Memanas, NFRPB Kambinghitamkan Solidaritas Rakyat Papua Pasca Penangkapan Lima Anggotanya
Papeda.com- Situasi
politik di Papua kembali memanas setelah aparat keamanan berhasil menangkap
anggota yang diduga bagian dari Negara Federal Republik Papua Barat (NFRPB.

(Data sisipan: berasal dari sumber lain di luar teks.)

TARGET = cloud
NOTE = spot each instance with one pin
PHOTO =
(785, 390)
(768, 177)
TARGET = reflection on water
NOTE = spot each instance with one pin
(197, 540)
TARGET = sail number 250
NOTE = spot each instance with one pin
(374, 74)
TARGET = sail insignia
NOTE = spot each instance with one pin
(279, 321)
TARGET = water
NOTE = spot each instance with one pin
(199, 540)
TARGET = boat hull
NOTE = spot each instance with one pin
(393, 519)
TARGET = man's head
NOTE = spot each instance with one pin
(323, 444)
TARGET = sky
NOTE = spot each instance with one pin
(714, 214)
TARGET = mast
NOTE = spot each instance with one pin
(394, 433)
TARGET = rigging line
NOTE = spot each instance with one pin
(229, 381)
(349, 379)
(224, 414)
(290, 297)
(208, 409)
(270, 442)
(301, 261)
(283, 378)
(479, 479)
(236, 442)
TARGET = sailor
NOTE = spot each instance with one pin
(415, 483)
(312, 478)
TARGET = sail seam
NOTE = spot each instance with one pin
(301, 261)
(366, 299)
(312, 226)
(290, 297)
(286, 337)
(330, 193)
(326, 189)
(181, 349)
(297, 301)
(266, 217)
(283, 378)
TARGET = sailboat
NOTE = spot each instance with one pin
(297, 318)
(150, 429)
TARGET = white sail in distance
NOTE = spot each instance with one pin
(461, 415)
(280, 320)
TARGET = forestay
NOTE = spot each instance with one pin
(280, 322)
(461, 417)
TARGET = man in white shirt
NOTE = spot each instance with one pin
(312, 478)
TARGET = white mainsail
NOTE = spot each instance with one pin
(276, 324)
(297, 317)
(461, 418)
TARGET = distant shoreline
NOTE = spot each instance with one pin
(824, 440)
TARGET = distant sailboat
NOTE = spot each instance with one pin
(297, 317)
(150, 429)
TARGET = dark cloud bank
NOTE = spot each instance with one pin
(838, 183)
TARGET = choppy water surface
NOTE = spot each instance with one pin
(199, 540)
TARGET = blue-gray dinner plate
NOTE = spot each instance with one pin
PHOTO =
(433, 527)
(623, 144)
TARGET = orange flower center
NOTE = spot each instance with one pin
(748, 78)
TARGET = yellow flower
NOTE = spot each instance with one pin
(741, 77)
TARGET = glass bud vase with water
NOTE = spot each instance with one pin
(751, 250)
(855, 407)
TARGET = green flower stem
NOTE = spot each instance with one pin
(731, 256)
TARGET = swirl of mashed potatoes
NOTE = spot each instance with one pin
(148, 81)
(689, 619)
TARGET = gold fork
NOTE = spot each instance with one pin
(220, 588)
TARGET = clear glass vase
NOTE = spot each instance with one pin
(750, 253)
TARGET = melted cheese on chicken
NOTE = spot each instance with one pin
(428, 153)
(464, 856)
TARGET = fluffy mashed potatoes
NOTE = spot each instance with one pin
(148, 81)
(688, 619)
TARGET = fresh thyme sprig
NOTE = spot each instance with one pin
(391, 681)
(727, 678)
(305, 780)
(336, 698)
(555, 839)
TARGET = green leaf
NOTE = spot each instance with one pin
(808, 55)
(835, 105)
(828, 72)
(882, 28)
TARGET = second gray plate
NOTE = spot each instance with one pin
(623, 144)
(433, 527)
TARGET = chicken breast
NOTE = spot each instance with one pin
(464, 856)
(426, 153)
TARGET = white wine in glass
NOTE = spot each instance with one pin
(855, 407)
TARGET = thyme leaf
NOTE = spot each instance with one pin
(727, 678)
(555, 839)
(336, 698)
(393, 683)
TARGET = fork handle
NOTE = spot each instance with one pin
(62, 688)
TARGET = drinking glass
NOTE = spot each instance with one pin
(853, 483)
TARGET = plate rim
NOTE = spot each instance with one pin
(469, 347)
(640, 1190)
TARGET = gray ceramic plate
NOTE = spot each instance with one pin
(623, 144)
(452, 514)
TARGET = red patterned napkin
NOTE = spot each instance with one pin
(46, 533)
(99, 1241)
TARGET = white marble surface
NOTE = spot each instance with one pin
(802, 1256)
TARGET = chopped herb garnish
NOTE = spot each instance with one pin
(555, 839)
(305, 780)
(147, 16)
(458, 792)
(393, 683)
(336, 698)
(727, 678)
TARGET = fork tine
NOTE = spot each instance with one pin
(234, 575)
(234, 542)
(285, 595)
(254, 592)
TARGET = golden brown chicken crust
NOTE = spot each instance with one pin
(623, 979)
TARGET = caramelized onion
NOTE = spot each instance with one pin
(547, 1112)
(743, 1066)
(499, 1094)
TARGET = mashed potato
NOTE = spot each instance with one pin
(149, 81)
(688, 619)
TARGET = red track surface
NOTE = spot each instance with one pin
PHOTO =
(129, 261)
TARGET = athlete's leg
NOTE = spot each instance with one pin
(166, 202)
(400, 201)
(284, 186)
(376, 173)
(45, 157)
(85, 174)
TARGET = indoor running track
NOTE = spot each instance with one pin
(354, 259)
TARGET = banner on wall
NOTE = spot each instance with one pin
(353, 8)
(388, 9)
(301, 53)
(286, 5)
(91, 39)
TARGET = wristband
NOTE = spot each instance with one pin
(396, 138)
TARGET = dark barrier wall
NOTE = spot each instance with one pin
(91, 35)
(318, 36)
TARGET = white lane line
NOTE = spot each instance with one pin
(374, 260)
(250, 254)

Penangkapan ini langsung memicu respons keras dari pihak NFRPB yang menuding
kelompok Solidaritas Rakyat Papua (SRP) sebagai penyebab ditangkapnya para
anggotanya.
Alih-alih
melakukan introspeksi, NFRPB justru melemparkan tuduhan dan menjadikan SRP
sebagai kambing hitam alhasil NFRPB melaporkan kepada Apkam untuk menangkap
lima anggota Solidaritas Rakyat Papua yaitu Dominggus Wafom, Musa Susim, Elisa
Bisulu, Dedi Goram, dan Yance Manggaprouw. Padahal, menurut berbagai pengamat,
tudingan tersebut tidak berdasar dan justru memperlihatkan adanya perpecahan
internal dalam gerakan mereka.
NFRPB
menyebut bahwa SRP telah memberikan informasi kepada aparat sehingga
penangkapan dapat dilakukan dengan cepat. Namun, sejumlah tokoh masyarakat
menilai tuduhan itu merupakan upaya untuk mengalihkan perhatian publik dari
lemahnya konsolidasi NFRPB.
“Selama
ini, NFRPB berusaha mengklaim dirinya sebagai wadah perjuangan, tetapi faktanya
mereka selalu saling menyalahkan ketika terjadi masalah. Menuding SRP hanyalah
cara untuk menutupi kelemahan organisasi mereka sendiri,” ungkap Marthen
Nawipa, seorang tokoh masyarakat dari Paniai, Senin (1/9/2025).
Situasi
ini juga dikhawatirkan dapat memecah persatuan masyarakat Papua. SRP yang
selama ini dikenal sebagai kelompok sipil yang mengusung isu-isu kemanusiaan
justru diseret dalam pusaran konflik politik yang tidak seharusnya.
Tokoh
pemuda Papua, Yosias Gobay, menyayangkan sikap NFRPB yang kerap menyalahkan
pihak lain tanpa dasar jelas. “Solidaritas Rakyat Papua selama ini fokus pada
kegiatan advokasi masyarakat. Jika mereka dijadikan kambing hitam, ini bisa
menimbulkan ketegangan horizontal yang tidak perlu,” tegasnya.
Masyarakat
Papua berharap agar konflik saling tuduh antar kelompok dapat dihentikan. Yang
lebih penting, energi sosial sebaiknya diarahkan untuk membangun kesejahteraan,
pendidikan, dan kesehatan masyarakat.